Methods using flow cytometry to detect the mobilization of peripheral blood stem cells in mice of 0,3,5 days, the mobilization effect evaluation; through real-time quantitative PCR method to compare the mobilization of 0,3,5 days of mouse osteoblast specific gene OCN.OPN.SDF-1.SCF levels; and by immunohistochemistry and flow cytometry compared mobilization 0,3,5 days of mice and humans into different bone cells the number of function; difference method using cytochemical TRACP staining compared mobilization 0,3,5 days mouse osteoclast number and function of bone cells; detection of mice and humans into apoptosis of bone cells using the method of serial sections labeled with Caspase3; the levels of OCN. TRAP-5b protein in human and mouse cycle reaction using ELISA method into osteoclast activity; bone cells and mouse bone marrow mononuclear cells into mice were cultured to detect the osteoblast activity.
Result
1. short term application of G-CSF can lead to the mobilization of human and mouse end of reducing the number of osteoblast activity decreased diaphysis model: mobilization of mouse osteoblast OCNmRNA level for the mobilization of third days of 27 + 6 times (P < 0.01); and the third day after the mobilization of endosteal osteoblasts decrease by cubic shape deformation spindle; CD45-Ter119-OPN the number of osteoblasts in the mobilization after 3 days and 5 days was significantly reduced (before mobilization, 4085 + 135cells / femur; mobilization after 3 days, 1118 + 80 cells / femur: mobilization after 5 days, 1032 + 55cell s/femur; P=0.02); 3 days and 5 days of bone cell activity decreased mobilization OCN, ng/ml levels were 59.44 + 3.16, 39.21 + (mobilization before) 4.49 ng/ml (third days after the mobilization of 42.36 + 2.23 (ng/ml) fifth days after mobilization), P < 0.01. for further detection of normal specimens from patients with autologous transplantation and also showed that after mobilization as the number of cells with reduced bone Activity decreased. However, the proportion of LSK cells in peripheral blood did not increase significantly after mobilization of G-CSF for third days. Mobilization for 3 days and mobilization for 5 days were 0.40 0.40, 0.07%, 0.55 + 0.05% and 2.9 0.32%, respectively, so the change of osteoblasts occurred before mobilization.

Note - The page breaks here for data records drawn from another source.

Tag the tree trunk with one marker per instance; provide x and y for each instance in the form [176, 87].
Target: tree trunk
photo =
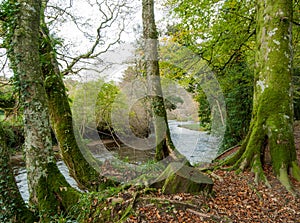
[270, 138]
[164, 145]
[48, 189]
[13, 207]
[68, 138]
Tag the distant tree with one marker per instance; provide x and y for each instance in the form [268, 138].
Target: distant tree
[164, 145]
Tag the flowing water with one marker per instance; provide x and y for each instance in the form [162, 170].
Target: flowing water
[198, 147]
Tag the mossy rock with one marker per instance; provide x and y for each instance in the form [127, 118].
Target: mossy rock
[179, 178]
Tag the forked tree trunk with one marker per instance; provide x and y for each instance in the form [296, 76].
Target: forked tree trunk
[48, 188]
[270, 138]
[69, 139]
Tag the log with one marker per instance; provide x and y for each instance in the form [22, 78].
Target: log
[179, 178]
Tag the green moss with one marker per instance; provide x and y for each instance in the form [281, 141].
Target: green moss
[54, 193]
[295, 170]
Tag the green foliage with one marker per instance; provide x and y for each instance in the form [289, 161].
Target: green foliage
[8, 16]
[238, 91]
[104, 105]
[222, 33]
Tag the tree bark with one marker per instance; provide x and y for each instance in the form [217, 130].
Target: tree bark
[13, 207]
[48, 189]
[270, 139]
[68, 138]
[164, 145]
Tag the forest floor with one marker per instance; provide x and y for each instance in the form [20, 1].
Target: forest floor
[236, 198]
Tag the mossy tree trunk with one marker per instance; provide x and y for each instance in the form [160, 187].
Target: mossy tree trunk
[164, 145]
[61, 119]
[270, 138]
[48, 189]
[13, 207]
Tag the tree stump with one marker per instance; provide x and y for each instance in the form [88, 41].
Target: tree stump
[179, 178]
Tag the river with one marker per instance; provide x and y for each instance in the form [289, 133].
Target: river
[198, 147]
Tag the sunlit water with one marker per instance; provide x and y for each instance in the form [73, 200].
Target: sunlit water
[197, 147]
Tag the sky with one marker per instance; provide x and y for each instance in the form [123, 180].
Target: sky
[119, 55]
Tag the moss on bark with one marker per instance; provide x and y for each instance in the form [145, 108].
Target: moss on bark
[79, 164]
[271, 130]
[13, 207]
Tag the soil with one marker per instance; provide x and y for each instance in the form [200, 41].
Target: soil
[236, 198]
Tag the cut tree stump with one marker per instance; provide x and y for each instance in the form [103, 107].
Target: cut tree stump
[179, 178]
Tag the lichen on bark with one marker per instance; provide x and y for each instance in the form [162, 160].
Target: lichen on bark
[271, 129]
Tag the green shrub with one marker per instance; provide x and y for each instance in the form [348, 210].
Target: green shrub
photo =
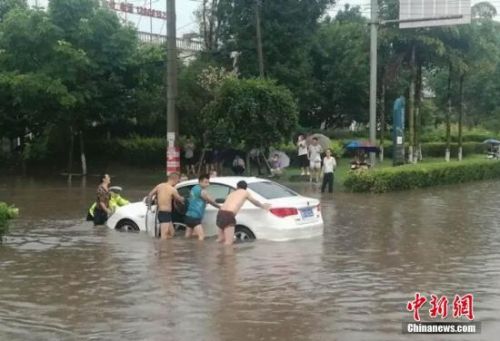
[421, 175]
[437, 149]
[141, 150]
[476, 134]
[6, 213]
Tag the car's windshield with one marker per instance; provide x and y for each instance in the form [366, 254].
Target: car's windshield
[271, 190]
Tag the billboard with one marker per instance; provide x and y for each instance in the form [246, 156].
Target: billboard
[425, 13]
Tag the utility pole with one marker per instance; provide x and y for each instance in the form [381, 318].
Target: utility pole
[172, 128]
[259, 38]
[151, 20]
[373, 76]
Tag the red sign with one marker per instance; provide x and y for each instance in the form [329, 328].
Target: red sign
[173, 160]
[462, 306]
[139, 10]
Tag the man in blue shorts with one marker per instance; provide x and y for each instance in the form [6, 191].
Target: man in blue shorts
[198, 199]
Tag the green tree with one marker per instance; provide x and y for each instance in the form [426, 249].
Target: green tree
[252, 113]
[287, 28]
[8, 5]
[340, 64]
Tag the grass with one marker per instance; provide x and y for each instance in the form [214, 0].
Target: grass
[292, 174]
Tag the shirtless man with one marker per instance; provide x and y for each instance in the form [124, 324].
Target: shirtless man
[226, 217]
[165, 193]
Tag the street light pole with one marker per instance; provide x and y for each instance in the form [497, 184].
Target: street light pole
[259, 38]
[171, 70]
[373, 76]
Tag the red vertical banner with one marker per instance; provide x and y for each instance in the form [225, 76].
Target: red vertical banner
[173, 160]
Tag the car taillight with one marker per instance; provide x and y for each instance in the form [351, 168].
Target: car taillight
[283, 212]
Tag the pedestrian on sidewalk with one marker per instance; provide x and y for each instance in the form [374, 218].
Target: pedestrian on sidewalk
[329, 165]
[303, 155]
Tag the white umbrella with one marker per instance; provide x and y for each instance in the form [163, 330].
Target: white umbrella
[284, 160]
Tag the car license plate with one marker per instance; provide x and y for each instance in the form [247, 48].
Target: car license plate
[306, 213]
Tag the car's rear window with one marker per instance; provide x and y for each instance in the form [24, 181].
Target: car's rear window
[271, 190]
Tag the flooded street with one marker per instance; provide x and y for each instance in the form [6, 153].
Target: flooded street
[63, 279]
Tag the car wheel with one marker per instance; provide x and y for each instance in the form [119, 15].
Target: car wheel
[127, 225]
[243, 234]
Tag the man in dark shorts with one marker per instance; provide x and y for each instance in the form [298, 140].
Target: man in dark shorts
[189, 157]
[102, 210]
[198, 200]
[165, 193]
[226, 217]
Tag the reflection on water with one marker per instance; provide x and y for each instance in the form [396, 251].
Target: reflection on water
[63, 279]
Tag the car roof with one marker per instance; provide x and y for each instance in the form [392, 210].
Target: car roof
[225, 180]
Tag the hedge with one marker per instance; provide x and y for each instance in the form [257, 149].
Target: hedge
[6, 213]
[437, 149]
[141, 151]
[421, 175]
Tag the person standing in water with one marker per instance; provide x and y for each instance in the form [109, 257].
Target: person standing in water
[329, 165]
[102, 210]
[165, 194]
[198, 199]
[226, 217]
[189, 157]
[315, 151]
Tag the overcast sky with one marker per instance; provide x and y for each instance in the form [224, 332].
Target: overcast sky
[186, 20]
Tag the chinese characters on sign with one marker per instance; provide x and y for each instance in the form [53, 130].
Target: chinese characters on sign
[130, 8]
[462, 306]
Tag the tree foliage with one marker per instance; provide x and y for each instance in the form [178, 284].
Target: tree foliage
[252, 112]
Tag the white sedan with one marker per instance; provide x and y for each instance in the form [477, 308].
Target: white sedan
[291, 216]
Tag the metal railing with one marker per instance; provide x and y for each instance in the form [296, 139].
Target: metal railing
[182, 44]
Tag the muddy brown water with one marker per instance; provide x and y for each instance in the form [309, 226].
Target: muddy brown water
[63, 279]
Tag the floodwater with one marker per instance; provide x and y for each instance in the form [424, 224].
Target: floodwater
[63, 279]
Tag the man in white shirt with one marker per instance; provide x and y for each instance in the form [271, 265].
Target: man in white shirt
[303, 157]
[315, 151]
[329, 165]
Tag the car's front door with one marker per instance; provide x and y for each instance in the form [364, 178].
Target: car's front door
[219, 193]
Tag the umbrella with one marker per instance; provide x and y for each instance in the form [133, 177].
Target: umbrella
[115, 189]
[362, 145]
[491, 141]
[323, 140]
[284, 160]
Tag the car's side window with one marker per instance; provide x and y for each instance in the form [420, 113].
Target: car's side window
[219, 192]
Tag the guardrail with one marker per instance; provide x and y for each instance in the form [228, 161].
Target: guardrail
[182, 44]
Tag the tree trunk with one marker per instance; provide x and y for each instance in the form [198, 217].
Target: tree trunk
[382, 118]
[448, 117]
[248, 170]
[70, 152]
[460, 115]
[82, 154]
[411, 107]
[258, 33]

2., the number of osteoblasts decreased, resulting in a decrease in protein expression of SDF-1, SCF and OPN. The expression level of SDF-1 mRNA in rat osteoblasts before mobilization was 3.44 + 0.3 times on the 3 day after mobilization, which led to mobilization.
3.G-CSF induced by reducing the number of osteoblast function decline is due in part to the mobilization process of osteoblast apoptosis, but the osteoblast differentiation was not inhibited, the level of serum DKK1 in donors before mobilization and mobilization after 5 days there was no significant difference, 13621.13 + 1081.99 and 10079.83 + pg/ml, 2055.82pg/ml, P=0.22.

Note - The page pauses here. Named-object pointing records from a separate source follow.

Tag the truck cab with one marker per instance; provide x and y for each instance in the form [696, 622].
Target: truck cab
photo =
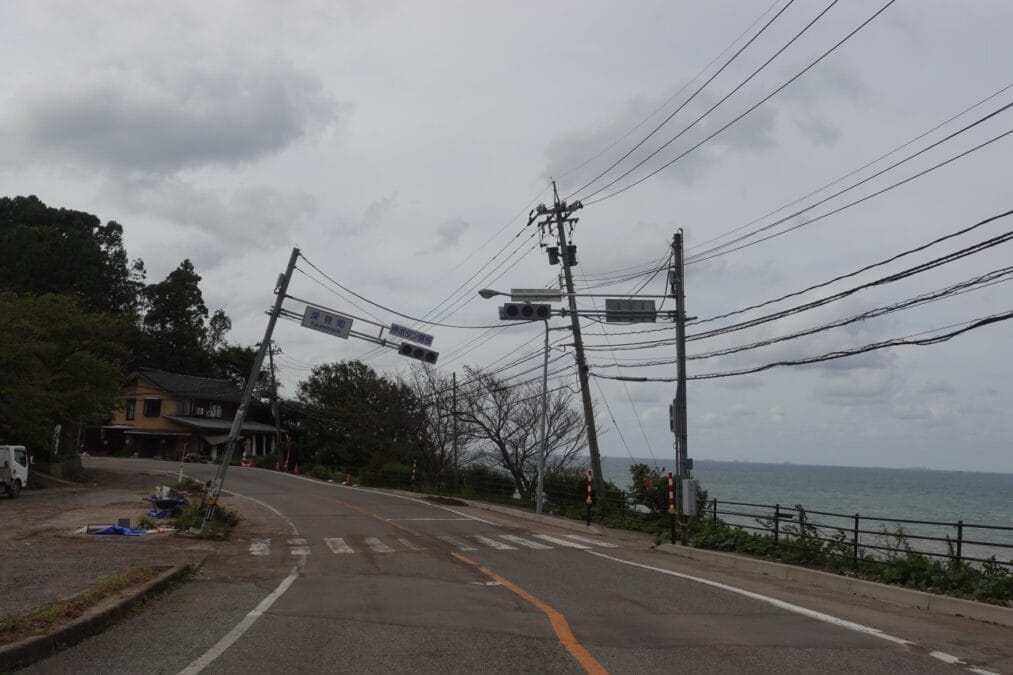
[13, 468]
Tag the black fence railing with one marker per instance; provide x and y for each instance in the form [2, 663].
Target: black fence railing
[851, 534]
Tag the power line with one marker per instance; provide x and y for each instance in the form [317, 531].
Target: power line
[672, 97]
[857, 170]
[736, 119]
[832, 356]
[873, 266]
[710, 252]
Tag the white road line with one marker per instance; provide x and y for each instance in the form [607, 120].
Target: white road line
[561, 542]
[407, 543]
[414, 519]
[260, 547]
[524, 542]
[378, 546]
[492, 543]
[337, 545]
[225, 643]
[603, 544]
[457, 543]
[811, 613]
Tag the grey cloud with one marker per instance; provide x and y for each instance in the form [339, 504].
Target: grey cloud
[449, 232]
[154, 123]
[223, 222]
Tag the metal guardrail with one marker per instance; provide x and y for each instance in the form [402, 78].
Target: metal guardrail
[949, 538]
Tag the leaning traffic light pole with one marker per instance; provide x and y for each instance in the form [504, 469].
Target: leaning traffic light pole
[215, 490]
[563, 213]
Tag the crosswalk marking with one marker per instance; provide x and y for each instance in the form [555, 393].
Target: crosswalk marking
[603, 544]
[492, 543]
[561, 542]
[409, 545]
[378, 546]
[525, 542]
[337, 545]
[457, 543]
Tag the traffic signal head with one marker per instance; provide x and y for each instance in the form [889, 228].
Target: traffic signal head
[416, 352]
[524, 311]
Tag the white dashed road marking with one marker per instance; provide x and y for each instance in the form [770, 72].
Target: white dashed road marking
[561, 542]
[338, 546]
[525, 542]
[260, 547]
[377, 546]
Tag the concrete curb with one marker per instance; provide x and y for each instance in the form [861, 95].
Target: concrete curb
[31, 650]
[937, 604]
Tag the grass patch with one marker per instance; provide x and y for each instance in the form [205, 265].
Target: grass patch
[19, 625]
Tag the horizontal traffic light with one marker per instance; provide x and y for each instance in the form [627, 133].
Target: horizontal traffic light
[416, 352]
[524, 311]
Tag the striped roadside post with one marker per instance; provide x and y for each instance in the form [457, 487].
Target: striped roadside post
[672, 507]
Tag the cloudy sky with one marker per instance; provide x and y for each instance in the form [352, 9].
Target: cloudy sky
[401, 145]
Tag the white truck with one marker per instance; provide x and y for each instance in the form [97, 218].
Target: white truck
[13, 468]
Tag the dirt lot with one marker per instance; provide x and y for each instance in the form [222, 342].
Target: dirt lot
[43, 558]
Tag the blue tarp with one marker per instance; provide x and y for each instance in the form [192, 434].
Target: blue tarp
[115, 529]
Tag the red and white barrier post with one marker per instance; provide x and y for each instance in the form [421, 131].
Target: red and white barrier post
[672, 506]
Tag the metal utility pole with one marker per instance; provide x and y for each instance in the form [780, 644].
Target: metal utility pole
[682, 450]
[562, 213]
[215, 490]
[274, 400]
[539, 498]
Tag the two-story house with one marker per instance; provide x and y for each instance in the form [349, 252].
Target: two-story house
[166, 415]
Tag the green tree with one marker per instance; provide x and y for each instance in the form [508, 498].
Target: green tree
[176, 334]
[60, 250]
[354, 417]
[58, 366]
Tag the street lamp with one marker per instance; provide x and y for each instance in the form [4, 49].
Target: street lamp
[539, 499]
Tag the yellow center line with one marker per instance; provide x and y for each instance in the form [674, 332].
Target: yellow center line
[558, 621]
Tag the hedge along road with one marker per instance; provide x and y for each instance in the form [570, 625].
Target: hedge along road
[397, 584]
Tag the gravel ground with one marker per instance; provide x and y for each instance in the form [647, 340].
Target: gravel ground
[42, 557]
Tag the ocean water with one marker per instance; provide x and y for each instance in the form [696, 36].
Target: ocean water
[979, 499]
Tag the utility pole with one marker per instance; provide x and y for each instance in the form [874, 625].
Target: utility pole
[682, 449]
[453, 411]
[274, 398]
[539, 499]
[562, 213]
[215, 490]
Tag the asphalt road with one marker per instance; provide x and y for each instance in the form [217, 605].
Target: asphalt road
[373, 582]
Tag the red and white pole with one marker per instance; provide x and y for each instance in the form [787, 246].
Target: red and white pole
[672, 507]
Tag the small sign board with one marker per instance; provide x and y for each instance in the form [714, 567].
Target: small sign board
[620, 310]
[536, 295]
[410, 333]
[324, 321]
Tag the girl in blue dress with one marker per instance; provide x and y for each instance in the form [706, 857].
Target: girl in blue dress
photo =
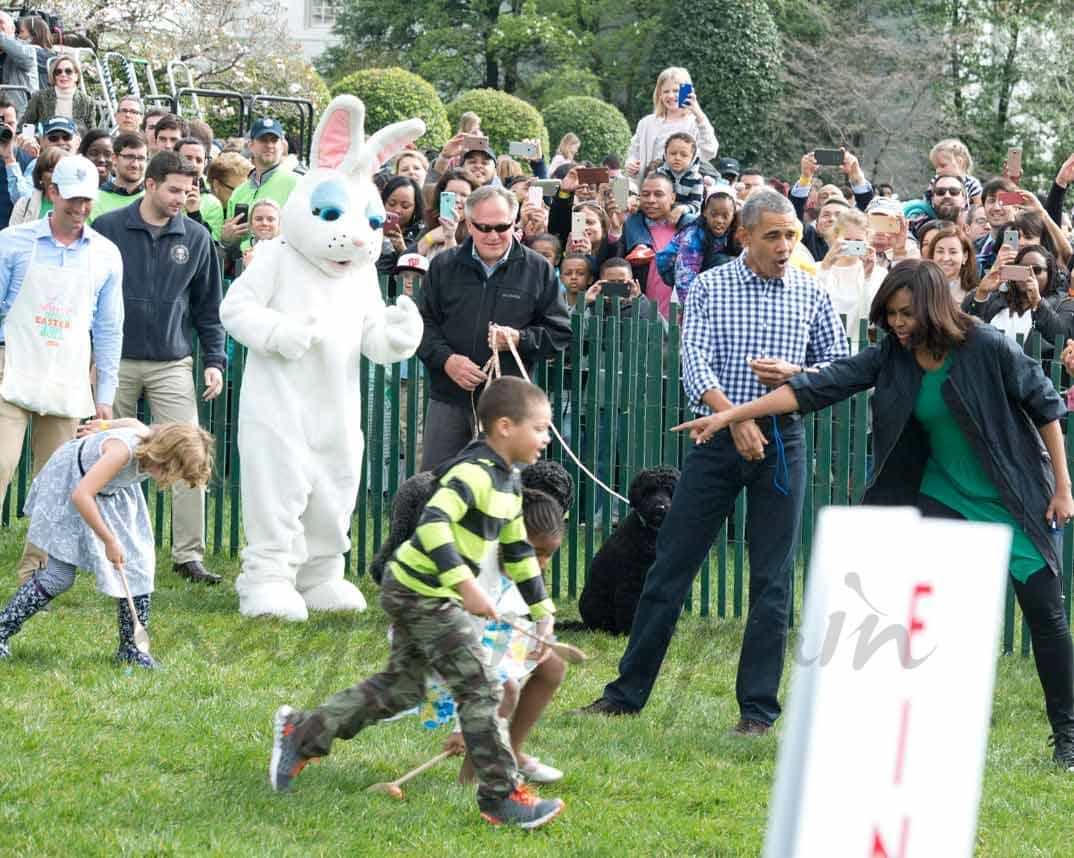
[87, 511]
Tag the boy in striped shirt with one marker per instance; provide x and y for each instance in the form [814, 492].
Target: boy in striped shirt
[430, 590]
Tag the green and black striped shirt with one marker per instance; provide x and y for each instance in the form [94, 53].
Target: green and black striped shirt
[477, 505]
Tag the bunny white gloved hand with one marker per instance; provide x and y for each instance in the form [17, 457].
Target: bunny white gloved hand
[292, 339]
[403, 326]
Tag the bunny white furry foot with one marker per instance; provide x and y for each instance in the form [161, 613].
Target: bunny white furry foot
[274, 598]
[334, 596]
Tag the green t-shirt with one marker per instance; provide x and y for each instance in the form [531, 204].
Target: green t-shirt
[955, 476]
[109, 201]
[212, 214]
[277, 186]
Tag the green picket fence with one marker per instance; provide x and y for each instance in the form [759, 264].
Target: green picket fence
[614, 393]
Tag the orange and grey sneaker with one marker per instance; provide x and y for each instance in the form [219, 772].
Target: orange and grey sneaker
[522, 809]
[286, 760]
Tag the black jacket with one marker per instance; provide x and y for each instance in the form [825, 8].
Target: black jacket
[999, 397]
[171, 287]
[458, 303]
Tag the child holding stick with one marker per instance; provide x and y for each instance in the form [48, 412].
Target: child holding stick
[87, 511]
[429, 590]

4. co culture of osteoblasts and bone marrow nucleated cells revealed that there was no significant difference in OCNmRNA expression between G-CSF cells and bone marrow cells, and P=0.69.G-CSF inhibited osteoblasts indirectly through P=0.69.G-CSF.

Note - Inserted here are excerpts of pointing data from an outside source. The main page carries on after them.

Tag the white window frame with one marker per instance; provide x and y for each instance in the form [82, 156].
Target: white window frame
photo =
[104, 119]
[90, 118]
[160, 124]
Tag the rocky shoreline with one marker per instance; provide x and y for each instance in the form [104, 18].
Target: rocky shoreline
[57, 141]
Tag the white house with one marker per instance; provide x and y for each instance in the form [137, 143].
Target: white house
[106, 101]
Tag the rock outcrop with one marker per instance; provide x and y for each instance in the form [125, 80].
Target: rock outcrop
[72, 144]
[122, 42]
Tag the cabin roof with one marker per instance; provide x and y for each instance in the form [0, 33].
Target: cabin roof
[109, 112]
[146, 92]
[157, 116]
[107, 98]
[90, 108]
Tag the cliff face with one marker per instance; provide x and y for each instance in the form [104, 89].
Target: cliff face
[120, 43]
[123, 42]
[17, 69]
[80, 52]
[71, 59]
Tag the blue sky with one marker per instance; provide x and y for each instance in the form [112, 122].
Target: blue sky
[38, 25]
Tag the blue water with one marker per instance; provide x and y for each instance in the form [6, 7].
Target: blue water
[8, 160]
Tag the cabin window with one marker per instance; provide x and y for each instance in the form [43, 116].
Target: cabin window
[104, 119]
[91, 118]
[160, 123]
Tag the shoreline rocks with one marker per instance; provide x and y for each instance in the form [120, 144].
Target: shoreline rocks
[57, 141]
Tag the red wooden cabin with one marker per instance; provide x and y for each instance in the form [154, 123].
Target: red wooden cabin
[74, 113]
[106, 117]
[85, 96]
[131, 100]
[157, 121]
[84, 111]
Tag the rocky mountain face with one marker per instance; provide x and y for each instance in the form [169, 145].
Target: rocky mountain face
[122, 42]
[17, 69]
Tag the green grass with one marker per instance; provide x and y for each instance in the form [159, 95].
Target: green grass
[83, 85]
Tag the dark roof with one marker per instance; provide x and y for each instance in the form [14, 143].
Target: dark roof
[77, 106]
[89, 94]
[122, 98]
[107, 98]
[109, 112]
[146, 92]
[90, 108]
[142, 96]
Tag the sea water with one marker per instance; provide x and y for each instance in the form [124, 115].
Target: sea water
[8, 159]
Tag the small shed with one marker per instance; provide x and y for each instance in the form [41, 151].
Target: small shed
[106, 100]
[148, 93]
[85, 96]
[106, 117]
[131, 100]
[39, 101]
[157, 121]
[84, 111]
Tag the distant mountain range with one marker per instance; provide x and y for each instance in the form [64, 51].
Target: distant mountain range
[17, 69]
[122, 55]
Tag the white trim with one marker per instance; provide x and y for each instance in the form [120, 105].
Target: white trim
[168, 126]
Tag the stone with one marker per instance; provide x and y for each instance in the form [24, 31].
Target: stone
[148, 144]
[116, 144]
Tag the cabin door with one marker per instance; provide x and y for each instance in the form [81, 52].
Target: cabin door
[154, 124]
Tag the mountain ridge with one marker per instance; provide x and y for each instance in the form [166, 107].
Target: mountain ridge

For 3 days and 5. after mobilization (mobilization 5.04 + 0.43 U / L, 3 days after the mobilization of 3.45 + 0.37 U / L, P=0.03) and mice (5.43 mobilization + 1.2 U / L, 3 days after the mobilization of 4.04 + 0.86 U / L, P=0.47) level of serum TRAP-5b decreased slightly, then serum the level of TRAP-5b increased significantly (donors before mobilization of 5.04 + 0.43 U / L, 5 days after the mobilization of 6.87 + 0.57U / L, P=0.04; mice mobilization 5.43 + 1.2U / L mice after 5 days, the mobilization of 13.06 + 1.65, P=0.02). In the process of mobilization of osteoclast activity gradually increased.
Conclusion the decrease of the number of osteoblasts in the mobilization process leads to the mobilization and the activation of osteoclast.
The purpose of hematopoietic stem cell transplantation is not only the malignant blood disease, serious diseases and some solid tumor immune system mainly or only cure, and with the stem cells and cell and tissue engineering research, is gradually applied to the field of cardiovascular and cerebrovascular diseases, diseases of the nervous system.
We show that bone remodeling in hematopoietic stem cell mobilization plays an important role in the process of the first part of the study, in the second part of the study we used 6 mouse model to simulate clinical autologous stem cell transplantation, application of parathyroid hormone (PTH) or NF-KB ligand receptor (RANKL) targeted to whether osteoblasts or osteoclasts can increase the number of stem cells, stem cells protect hematopoietic reconstruction function.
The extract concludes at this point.